SETiquette: 7 Things Not to Do on Set

Posted on: Apr 09, 2019

Production crew having issues on set, leading to delays.Photo Credit: Lia Koltyrina /

The importance of Set Etiquette cannot be stressed enough!

The first day of any project is a clean slate for most people (unless you usually run with the same crew), so it’s always a good idea to show caution. We asked our Facebook fans to give us some pointers for Set Etiquette (or SETiequitte for short).  With their help, and a few tips of our own, we have compiled a short list of 7 Things Not to Do on Set.  Whether it is your first show, or you’re a veteran of the industry, these tips might just keep you around for the next project:

1. Don’t unplug anything.

This is one of the biggest “don’ts.” Do not ever unplug anything –especially if you don’t know what you’re unplugging.  Whether it’s a 1K, a practical or the DP’s cell phone charger, don’t risk it! The amount of consequences are endless when you pull a cord out, from loss of audio, video or other on-set data to the loss of your job.

2. Don’t ask the PM, PC or AD “When will we be done?”

This not only looks unprofessional, but it might make the PM, PC or AD angry, and you won’t like them when they’re angry.  Chances are you might be the hundredth person to ask them this, so it’s better not to.
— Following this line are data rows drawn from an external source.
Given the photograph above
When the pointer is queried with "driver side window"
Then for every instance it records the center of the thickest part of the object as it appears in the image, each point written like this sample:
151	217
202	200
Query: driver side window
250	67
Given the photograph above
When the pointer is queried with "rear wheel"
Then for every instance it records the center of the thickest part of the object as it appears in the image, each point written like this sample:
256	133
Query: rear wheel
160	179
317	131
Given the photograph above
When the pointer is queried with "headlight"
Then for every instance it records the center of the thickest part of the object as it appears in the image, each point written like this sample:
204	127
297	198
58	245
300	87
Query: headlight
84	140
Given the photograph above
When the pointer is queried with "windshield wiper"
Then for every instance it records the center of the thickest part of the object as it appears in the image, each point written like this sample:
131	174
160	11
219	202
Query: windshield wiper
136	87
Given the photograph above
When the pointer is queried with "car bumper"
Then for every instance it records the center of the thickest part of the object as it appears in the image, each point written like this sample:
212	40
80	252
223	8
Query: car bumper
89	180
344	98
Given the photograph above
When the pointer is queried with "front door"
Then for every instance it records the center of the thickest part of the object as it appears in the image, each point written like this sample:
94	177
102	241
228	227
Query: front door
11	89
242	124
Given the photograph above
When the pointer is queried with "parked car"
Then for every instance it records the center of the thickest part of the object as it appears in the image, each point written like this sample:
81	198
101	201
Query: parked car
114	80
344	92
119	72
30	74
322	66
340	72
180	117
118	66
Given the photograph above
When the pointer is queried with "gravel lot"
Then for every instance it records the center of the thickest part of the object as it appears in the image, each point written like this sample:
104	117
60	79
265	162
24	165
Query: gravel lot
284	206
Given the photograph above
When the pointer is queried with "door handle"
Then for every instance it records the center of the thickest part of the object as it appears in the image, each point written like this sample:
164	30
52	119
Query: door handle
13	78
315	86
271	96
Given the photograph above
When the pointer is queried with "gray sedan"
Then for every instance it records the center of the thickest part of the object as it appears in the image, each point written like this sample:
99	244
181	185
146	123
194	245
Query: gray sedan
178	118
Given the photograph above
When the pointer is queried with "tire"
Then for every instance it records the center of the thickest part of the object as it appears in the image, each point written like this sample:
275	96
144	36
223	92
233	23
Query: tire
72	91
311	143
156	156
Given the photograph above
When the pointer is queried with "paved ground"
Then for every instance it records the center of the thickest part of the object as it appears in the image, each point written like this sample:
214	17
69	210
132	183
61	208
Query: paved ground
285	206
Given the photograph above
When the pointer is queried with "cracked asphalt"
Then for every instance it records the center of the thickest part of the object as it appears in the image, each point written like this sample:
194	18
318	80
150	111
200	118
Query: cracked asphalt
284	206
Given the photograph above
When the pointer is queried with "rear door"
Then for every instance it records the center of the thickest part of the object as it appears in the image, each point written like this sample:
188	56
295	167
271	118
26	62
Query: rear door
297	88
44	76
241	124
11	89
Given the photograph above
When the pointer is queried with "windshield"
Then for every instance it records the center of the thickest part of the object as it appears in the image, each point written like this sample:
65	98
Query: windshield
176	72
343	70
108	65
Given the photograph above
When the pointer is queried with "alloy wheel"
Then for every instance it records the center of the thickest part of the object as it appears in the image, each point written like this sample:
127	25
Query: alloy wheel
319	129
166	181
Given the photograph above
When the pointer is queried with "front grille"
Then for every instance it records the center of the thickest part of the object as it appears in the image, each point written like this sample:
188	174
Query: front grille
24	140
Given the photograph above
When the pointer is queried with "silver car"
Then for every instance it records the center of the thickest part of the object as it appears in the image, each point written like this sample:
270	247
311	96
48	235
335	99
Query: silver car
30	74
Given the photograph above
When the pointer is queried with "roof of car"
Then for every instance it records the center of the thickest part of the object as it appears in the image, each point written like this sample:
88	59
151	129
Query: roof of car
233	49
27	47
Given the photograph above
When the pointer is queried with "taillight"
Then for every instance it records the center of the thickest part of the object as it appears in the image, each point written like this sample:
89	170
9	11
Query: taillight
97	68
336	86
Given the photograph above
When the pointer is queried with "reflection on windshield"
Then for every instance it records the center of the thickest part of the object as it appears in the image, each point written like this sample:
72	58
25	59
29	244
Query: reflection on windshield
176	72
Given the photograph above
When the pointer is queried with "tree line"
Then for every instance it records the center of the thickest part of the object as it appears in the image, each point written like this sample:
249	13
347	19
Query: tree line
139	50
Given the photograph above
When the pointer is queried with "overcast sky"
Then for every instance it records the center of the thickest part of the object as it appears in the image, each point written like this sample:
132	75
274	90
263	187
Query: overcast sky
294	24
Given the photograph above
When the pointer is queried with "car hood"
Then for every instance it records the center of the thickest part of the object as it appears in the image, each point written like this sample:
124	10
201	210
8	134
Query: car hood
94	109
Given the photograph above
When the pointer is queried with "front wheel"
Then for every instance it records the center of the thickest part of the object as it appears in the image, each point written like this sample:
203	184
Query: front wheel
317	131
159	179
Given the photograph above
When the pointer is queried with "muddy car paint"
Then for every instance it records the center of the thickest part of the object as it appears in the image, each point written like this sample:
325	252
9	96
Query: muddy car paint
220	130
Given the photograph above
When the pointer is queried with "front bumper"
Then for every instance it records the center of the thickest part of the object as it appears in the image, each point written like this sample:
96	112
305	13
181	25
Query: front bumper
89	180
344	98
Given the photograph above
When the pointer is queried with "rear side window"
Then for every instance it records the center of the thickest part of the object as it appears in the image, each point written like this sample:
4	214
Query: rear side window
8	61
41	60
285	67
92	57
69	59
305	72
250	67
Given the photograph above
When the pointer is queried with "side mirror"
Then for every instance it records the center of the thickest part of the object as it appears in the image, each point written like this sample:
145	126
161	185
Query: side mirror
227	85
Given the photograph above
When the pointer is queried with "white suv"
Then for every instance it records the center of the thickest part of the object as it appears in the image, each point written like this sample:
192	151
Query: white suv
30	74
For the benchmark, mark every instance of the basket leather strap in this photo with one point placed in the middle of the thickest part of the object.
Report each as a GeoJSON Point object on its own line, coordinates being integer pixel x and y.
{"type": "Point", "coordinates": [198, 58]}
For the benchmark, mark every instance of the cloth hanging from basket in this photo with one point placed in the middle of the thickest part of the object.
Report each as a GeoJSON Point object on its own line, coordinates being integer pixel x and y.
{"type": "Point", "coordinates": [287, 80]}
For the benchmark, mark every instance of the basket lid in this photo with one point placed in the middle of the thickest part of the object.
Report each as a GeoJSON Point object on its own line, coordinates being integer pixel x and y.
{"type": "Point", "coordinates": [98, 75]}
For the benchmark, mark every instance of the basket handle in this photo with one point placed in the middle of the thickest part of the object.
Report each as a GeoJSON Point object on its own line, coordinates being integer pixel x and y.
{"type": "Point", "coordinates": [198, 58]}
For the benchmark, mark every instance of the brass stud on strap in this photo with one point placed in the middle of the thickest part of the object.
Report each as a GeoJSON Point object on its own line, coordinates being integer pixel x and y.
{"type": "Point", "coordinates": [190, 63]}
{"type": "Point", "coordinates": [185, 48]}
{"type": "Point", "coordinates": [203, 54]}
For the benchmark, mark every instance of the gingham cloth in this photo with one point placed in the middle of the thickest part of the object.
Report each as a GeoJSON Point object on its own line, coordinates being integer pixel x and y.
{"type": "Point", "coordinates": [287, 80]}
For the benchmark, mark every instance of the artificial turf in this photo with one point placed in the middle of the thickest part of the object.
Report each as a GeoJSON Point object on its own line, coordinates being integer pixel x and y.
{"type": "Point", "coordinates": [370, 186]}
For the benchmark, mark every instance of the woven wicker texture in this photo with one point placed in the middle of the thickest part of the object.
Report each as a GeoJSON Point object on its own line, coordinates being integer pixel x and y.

If you’re new to the film and TV production world, you’ll learn that days on set can be very long and sometimes tough. Be respectful of everyone’s time and understand that the day’s work is done when it’s done. If you do ask the PM, PC or AD when you’ll be done, you might find your name mysteriously absent from tomorrow’s call sheet.

3. Don’t tell the animal trainer, “My dog can do that.”

Let’s be honest… no they can’t. If there’s an animal trainer on set, they’ve already got a lot on their plate by making sure the animals are fed and ready to do whatever it is they need them to do for the day. Watching them work and telling them your pet can do what they’ve trained the animal they’re working with to do is not a good look for you or the production. Be respectful of the animal trainer, and of course, the animals. They’re working too.

4. Don’t walk into the shot. If you do, act natural.

As a production crew professional, you want to do your best to stay out of the shot when anything’s being filmed. That being said, crew sometimes ends up in the shot when filming. If this happens to you, stay calm and don’t make it obvious that you’re not supposed to be there. Try to be as natural as possible and let the actors do their thing. You could still save the shot.

5. Don’t drink the last Diet Coke.

If you see one last Diet Coke on set, please find something else to drink unless you want to send the EP into a firing frenzy.  They are incredibly busy and have a staggering amount of work to do. There’s a chance that they might’ve had 2 hours of sleep last night and this is their fuel. Let them have it or at least don’t be the one to take the last Diet Coke, water, or last anything for that matter. Common courtesy counts.

6. Don’t ask for an autograph from the talent.

Just because you’re working with actors, sometimes very famous ones, it doesn’t mean that you get to meet them or have the right to ask them to sign something. You both have jobs to do to make sure that the production goes the best it possibly can. The actors have to focus on their roles, and you have to focus on your own responsibilities. Respect the talent, and they’ll respect you. It also hurts the credibility of the production crew and company if they have staff asking talent for autographs. Please don’t be that person.

7. Don’t touch equipment that doesn’t belong to your department.

Camera Ops touch cameras, Electricians touch lights and sound engineers don’t touch any of those things. If you see equipment that you don’t normally work with or know that it belongs to a different department than yours, please don’t touch or use it. If it appears to be misplaced, ask your department head or someone from the department it belongs to about it and they’ll know what to do. And don’t even think about taking the Key Grip’s C-Stands!